Home continent qualifiers for the finale at Abu Dhabi were Zac Plavsic (CAN) and Ricardo Santos (BRA).
Bryony Shaw (GBR) had gold in the bag in advance of the Medal Race and concluded her regatta with a fifth.
The race was on for the remaining medals and it was heartbreak for Flavia Tartaglini (ITA) who was on the course side and dropped out of the medals.
Lilian de Geus (NED) claimed a silver whilst Olga Maslivets (RUS) was a major benefactor of Tartaglini’s OCS and a seventh pushed her up into bronze medal position.
Home continent qualifiers for the finale at Abu Dhabi were Marion Lepert (USA) and Patricia Freitas (BRA).
In a class that has so often produced a dominant player, Giles Scott of Great Britain is that dominant player of the moment. His 18-month winning streak continues without a crack. Scott wrapped up the gold position on Friday and went into the Medal Race with his position assured.
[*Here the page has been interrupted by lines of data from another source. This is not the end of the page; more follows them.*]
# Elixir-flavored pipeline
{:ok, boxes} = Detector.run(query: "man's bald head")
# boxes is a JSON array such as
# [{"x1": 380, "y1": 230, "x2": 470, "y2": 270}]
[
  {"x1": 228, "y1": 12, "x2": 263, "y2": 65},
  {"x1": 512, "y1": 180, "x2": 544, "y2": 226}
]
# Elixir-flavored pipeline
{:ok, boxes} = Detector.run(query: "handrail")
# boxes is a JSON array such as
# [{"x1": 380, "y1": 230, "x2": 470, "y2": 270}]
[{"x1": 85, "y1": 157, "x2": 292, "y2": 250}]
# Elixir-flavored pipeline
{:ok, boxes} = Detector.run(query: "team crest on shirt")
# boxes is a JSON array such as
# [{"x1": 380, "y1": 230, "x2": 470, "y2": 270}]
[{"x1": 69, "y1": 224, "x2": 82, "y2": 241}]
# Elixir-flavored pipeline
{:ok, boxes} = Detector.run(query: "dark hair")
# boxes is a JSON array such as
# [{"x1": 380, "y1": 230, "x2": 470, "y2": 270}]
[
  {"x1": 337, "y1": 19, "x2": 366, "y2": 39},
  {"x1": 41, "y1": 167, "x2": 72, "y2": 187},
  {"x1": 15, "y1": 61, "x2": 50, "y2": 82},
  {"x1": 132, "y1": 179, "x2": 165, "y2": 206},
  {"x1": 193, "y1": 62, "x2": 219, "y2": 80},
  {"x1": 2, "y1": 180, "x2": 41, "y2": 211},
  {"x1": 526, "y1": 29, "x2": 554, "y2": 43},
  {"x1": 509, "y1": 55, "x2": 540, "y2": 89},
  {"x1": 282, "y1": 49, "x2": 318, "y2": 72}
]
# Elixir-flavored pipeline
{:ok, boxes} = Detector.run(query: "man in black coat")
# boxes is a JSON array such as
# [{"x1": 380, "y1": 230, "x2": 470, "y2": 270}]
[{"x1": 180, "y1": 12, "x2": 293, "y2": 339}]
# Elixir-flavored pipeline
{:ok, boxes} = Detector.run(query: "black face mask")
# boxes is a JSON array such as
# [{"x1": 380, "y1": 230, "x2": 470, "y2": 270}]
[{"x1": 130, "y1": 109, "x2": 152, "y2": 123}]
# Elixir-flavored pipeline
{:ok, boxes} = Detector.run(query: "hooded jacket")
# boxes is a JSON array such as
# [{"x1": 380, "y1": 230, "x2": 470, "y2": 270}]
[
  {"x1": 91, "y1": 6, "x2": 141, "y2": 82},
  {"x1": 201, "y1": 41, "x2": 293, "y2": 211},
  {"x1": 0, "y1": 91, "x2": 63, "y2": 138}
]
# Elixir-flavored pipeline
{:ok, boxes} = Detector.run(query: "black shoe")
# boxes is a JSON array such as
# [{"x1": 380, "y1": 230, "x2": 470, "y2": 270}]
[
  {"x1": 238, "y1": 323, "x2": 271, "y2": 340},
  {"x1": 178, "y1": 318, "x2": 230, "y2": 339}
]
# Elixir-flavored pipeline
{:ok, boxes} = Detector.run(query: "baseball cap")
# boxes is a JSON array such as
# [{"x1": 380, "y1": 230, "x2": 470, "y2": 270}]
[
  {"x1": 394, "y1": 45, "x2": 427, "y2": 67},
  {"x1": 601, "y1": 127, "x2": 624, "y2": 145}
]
Nonetheless, the Medal Race was extraordinary. Following one postponement, the race went off in 15 knots and went to completion in 25 minutes. All ten boats finished within a 40-second window, with Scott taking second to Australia’s rising star Jake Lilley, by six seconds.
Lilley won the start, boldly crossed the fleet and led all the way – by only one second, at the final weather mark. Yes, it was a heart-pounding contest.
Scott, winner of 5 of 11 races, won gold by a margin of 25 points and carried on with his usual, it’s all about Rio, diffidence toward the result. He said, “I just had a good week, and we’ve been lucky to get some good racing in, especially after a bit of disappointing weather last year. Now, on to the next one.”
Kljakovic Gaspic of Croatia captured silver, digging deep to do it. At 23 points behind he was never a threat to Scott, and a sputtering start to the week included a DSQ in race four. Over the second half of the week however, he matched Scott’s points over the final six races. He served notice.
Meanwhile, the Medal Race win lifted Lilley into bronze. He served notice too.
Home continent qualifiers for the finale at Abu Dhabi were Caleb Paine (USA) and Jorge João Zarif (BRA).
Focus will now turn to the ISAF World Sailing Rankings release on 2 February 2015 where the top 30 competitors will receive an invitation to ISAF Sailing World Cup Hyères.
For the ones out of the top 30, their chance will come. The next ten invitations will come from the Princess Sofia Trophy regatta in Palma de Mallorca, Spain.
Hyères will host the world’s top 40 Olympic class athletes from 20-26 April with Weymouth and Portland, Great Britain the next destination from 8-14 June.